Designing for topical delivery: prodrugs can make the difference
- PMID: 12939791
- DOI: 10.1002/med.10048
Designing for topical delivery: prodrugs can make the difference
Abstract
It has been shown for homologous series of prodrugs that those members who were the more water soluble ones gave the greatest enhancement in topical delivery of the parent drug and not the more lipophilic ones. However, until recently models for topical delivery and equations to predict topical delivery focused only on lipid solubility (S(LIPID)) or partition coefficient (K(OCT:AQ)) and molecular volume (or molecular weight, MW) as parameters.
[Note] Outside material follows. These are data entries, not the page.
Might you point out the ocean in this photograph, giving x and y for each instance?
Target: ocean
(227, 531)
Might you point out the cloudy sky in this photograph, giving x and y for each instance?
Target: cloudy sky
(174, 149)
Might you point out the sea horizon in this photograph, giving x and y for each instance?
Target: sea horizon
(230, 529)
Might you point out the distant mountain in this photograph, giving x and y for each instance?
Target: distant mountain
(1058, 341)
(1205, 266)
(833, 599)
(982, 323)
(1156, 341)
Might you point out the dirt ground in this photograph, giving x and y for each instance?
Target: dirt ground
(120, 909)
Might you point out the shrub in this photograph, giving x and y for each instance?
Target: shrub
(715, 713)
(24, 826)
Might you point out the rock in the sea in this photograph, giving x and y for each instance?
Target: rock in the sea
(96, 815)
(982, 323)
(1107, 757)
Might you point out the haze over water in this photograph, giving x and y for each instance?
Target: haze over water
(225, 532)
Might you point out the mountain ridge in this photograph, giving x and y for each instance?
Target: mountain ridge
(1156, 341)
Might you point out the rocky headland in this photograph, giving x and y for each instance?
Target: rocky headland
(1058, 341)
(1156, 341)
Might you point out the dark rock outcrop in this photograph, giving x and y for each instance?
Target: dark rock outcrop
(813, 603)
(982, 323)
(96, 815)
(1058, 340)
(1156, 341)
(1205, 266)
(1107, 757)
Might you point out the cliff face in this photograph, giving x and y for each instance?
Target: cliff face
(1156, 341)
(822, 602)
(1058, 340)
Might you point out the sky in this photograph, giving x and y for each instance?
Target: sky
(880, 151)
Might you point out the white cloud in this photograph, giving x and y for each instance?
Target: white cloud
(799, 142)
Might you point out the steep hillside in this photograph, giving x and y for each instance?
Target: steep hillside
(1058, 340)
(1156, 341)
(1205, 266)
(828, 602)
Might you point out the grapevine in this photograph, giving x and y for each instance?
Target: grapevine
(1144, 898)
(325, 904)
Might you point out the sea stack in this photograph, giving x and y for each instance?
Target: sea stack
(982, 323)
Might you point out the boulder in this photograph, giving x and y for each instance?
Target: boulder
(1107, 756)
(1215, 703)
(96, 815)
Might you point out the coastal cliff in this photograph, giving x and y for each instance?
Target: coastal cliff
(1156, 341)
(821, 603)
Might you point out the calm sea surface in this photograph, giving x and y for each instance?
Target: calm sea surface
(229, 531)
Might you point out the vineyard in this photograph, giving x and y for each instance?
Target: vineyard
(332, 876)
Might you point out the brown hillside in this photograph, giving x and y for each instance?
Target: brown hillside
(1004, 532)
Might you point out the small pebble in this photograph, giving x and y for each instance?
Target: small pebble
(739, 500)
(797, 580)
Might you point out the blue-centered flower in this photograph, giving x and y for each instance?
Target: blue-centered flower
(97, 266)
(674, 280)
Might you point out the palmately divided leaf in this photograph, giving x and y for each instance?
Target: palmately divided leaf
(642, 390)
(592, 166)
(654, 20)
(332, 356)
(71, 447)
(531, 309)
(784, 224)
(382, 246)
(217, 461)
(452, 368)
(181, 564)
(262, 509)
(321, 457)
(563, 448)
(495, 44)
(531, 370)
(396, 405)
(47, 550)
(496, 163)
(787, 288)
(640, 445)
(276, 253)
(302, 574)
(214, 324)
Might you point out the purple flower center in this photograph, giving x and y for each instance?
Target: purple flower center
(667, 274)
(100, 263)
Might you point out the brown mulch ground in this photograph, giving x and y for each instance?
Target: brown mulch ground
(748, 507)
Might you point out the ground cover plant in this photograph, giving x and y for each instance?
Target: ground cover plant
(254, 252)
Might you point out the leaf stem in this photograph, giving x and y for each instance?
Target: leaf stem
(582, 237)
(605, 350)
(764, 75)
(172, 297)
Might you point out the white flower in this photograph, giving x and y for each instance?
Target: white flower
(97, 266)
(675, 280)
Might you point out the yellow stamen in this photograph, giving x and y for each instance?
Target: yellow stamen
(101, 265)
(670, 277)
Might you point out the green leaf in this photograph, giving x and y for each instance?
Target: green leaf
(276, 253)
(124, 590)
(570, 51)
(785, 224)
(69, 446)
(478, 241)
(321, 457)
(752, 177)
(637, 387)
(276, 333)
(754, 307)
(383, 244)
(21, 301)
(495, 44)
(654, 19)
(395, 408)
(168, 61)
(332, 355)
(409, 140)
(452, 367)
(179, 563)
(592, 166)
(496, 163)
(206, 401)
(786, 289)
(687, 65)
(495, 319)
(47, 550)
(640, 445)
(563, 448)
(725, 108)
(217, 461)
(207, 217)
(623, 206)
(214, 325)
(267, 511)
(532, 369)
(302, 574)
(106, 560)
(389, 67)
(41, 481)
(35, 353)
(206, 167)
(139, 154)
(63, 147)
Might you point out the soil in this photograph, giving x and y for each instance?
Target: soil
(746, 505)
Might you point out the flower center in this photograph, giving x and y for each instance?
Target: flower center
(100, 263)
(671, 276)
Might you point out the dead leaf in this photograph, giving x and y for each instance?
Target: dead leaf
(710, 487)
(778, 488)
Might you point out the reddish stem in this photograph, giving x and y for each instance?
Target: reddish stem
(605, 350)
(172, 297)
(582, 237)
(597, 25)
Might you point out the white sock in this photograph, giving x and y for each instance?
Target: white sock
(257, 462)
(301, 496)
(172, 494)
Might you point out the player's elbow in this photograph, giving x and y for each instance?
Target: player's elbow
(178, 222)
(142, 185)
Now several equations (transformed Potts-Guy or Series/Parallel) have been developed which include aqueous solubility (SAQ) as a parameter for predicting flux through skin. Experimental fluxes, solubilities, and MW from seven series of prodrugs have been fit to the transformed Potts-Guy equation to give coefficients for log solubility in isopropyl myristate (log SIPM) and log solubility in water (log SAQ) (0.53 and 0.47, respectively) which show, for parent drugs delivered by prodrugs from IPM in vitro through hairless mouse skin, that water solubility is almost as important as lipid solubility. When the transformed Potts-Guy equation was fit to data for the delivery of NSAID from mineral oil (MO) in vivo through human skin, the coefficients were 0.72 log SMO and 0.28 log SAQ. When the transformed Potts-Guy equation was fit to data for the delivery of their parent drugs by three series of prodrugs from water in vitro through hairless mouse skin the coefficients were 0.66 log S(IPM) and 0.34 log SAQ. Numerous recent examples are also given where more water-soluble members of homologous series of prodrugs give higher flux values from water vehicles in vitro through human skin than the more lipid soluble ones.